March Madness is almost here, and for the second year running, the men's and women's championships are both under the brand’s umbrella. Over the past several years, women's collegiate basketball has experienced tremendous growth in popularity; the NCAA Women's Tournament last year saw an 81% increase in viewers from 2021.
As the gambling industry is rapidly expanding, there are more and more exciting games and sports to bet on. And there are plenty of opportunities for online gambling across the states, including excellent bonuses. For example, once you sign up or register for an NJ online casino, you can enjoy the benefits of a welcome bonus, and there are other types of bonuses as well.
What factors influence the coverage of women's college basketball, what efforts should sportsbooks take to expand those markets, and what can sports bettors anticipate for the odds of the forthcoming competition?
Fans of women's college basketball are prepared for the drama as conference playoffs are underway and parity is at an all-time high. Can SC win another game? How far will Caitlin Clark's Iowa Hawkeyes advance? Are there going to be any Cinderella tales in 2023?
However, while viewers anticipate the NCAA Women's Basketball Tournament, many have also picked up on something else: Betting on these sports is more difficult than you would think. College basketball for women has little odds.
Adam Pullen, associate director of trade at Caesars, says that many individuals believe that since sports betting is legal, you should be able to bet on any sport. That's simply not how it operates. Building markets takes time.
Books will feature futures odds for the NCAA champion and spread for the most popular games during any week of the regular season. Moneyline wagers, totals, or player props are frequently absent. Not even all of the games are included.
Although BetMGM provides certain odds for regular-season games, according to Jason Scott, VP of trade at BetMGM, bettors are more interested in other leagues and sports.
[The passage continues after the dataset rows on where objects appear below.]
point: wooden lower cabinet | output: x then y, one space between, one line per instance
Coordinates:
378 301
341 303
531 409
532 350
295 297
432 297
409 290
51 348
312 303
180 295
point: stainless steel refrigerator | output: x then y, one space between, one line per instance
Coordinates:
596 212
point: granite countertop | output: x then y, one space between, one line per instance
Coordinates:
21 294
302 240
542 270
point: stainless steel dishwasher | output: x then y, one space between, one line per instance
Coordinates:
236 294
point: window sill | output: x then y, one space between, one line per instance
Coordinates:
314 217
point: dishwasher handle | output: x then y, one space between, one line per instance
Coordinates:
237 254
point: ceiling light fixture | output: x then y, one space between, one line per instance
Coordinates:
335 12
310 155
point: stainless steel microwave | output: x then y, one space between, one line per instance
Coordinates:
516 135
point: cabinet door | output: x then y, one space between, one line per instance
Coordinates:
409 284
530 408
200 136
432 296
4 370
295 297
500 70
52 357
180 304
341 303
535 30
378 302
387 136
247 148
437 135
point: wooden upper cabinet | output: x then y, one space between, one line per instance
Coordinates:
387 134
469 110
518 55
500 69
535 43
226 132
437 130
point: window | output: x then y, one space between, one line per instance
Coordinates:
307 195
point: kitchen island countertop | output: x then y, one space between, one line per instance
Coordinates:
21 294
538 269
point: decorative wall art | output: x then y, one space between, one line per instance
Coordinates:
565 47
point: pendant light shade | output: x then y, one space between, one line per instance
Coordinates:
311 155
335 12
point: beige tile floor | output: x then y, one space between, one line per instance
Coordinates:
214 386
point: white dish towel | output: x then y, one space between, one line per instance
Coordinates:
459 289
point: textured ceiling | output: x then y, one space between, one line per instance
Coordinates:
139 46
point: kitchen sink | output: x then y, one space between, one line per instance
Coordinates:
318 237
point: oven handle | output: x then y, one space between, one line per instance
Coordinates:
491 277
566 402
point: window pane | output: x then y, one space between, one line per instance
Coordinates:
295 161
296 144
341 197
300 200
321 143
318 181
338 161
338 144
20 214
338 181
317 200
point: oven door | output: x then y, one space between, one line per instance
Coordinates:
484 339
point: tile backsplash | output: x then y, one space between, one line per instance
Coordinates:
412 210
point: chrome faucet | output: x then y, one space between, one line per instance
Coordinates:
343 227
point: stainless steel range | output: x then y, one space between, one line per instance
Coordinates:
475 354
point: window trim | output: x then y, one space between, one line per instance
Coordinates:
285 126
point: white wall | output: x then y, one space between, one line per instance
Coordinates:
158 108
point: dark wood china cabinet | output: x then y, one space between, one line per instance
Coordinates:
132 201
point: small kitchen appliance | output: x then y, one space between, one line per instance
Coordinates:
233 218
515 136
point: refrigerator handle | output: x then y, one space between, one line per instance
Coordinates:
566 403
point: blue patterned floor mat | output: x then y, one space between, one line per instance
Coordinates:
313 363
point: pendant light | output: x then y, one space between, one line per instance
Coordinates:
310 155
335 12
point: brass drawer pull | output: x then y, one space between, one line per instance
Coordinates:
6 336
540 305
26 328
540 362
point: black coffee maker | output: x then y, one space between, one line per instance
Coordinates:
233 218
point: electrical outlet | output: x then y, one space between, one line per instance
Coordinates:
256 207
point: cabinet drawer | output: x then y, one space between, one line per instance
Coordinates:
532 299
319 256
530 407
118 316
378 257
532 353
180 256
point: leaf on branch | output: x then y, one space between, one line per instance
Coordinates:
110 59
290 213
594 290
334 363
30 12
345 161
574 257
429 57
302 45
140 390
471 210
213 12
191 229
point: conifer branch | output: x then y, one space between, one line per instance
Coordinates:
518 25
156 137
There are a ton of markets available for men's college basketball, including futures odds for the March Madness tournament and conference champions, as well as hundreds of wagers for each regular-season game, including spreads, team props, money lines, totals, parlays, quarter/halftime lines, and more.
Sportsbooks may or may not provide as many alternatives for the ladies throughout the tournament, such as in-game play and player props often found for men's basketball.
The women's league just needs to keep expanding. Markets benefit significantly when games are televised. When sports are shown live on TV, fans tend to be more interested in betting.
According to Pullen, people want to watch what they bet on and bet on what they watch.
According to Bennett, placing these games on the odds screens of bookmakers like Don Best would be one way to increase awareness of women's collegiate basketball. These displays are used by bookmakers and bettors to monitor the market and observe how other data are changing at different sportsbooks. College basketball for women is still not well-known enough to be shown on those screens.